Summary
Extend the task field in api.ScionConfig (and the positional arg to scion start) to support a file:// URI, resolved on the host before container launch, matching the existing system_prompt: file:// pattern already in the inline-config system at cmd/common.go:132-141. The implementation is mostly infrastructure-reuse: <agentDir>/prompt.md is already written per-agent at pkg/agent/provision.go:284-288, but it's currently not bind-mounted — the content is extracted back out and passed inline as a CLI arg. This issue proposes mounting the file and passing a shell-safe container-side path to the harness.

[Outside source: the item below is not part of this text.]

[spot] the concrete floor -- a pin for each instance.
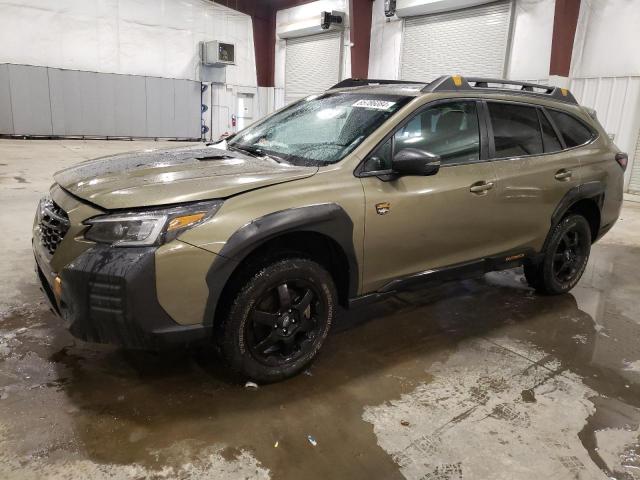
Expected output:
(477, 379)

Related: #162 (independent bug-fix for shell-escape correctness in the current inline path). This issue is additive — a cleaner path for structured prompts — rather than a fix for the escaping bug. Both stand on their own.
Motivation
Task prompts are frequently authored as markdown — code fences, backticks, headings, checklists, price/ID references ($), file globs. Passing markdown through the current tmux command string even after #162 still commits every consumer to perfect shell-quoting of every character Scion might ever consider special. File indirection sidesteps the problem entirely: the content never travels through a shell.

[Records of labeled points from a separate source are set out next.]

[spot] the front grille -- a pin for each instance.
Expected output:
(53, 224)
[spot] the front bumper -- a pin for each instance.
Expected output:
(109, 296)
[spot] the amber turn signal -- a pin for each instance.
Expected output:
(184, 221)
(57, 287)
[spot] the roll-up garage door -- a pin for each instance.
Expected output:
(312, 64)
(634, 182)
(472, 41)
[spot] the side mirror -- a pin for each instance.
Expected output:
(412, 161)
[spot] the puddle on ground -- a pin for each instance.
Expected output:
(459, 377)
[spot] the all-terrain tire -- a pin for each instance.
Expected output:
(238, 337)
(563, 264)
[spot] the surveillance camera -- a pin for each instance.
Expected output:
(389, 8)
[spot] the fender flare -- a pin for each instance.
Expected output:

The file:// URI approach is preferred over a new --prompt-file flag because:
- Precedent already exists.
cmd/common.go:132-141 resolves system_prompt: file://prompt.md host-side; the same mechanism applied to task keeps the CLI and inline-config surfaces symmetric.
- No new CLI flag.
scion start <agent> "file:///path/to/task.md" reuses the existing positional arg.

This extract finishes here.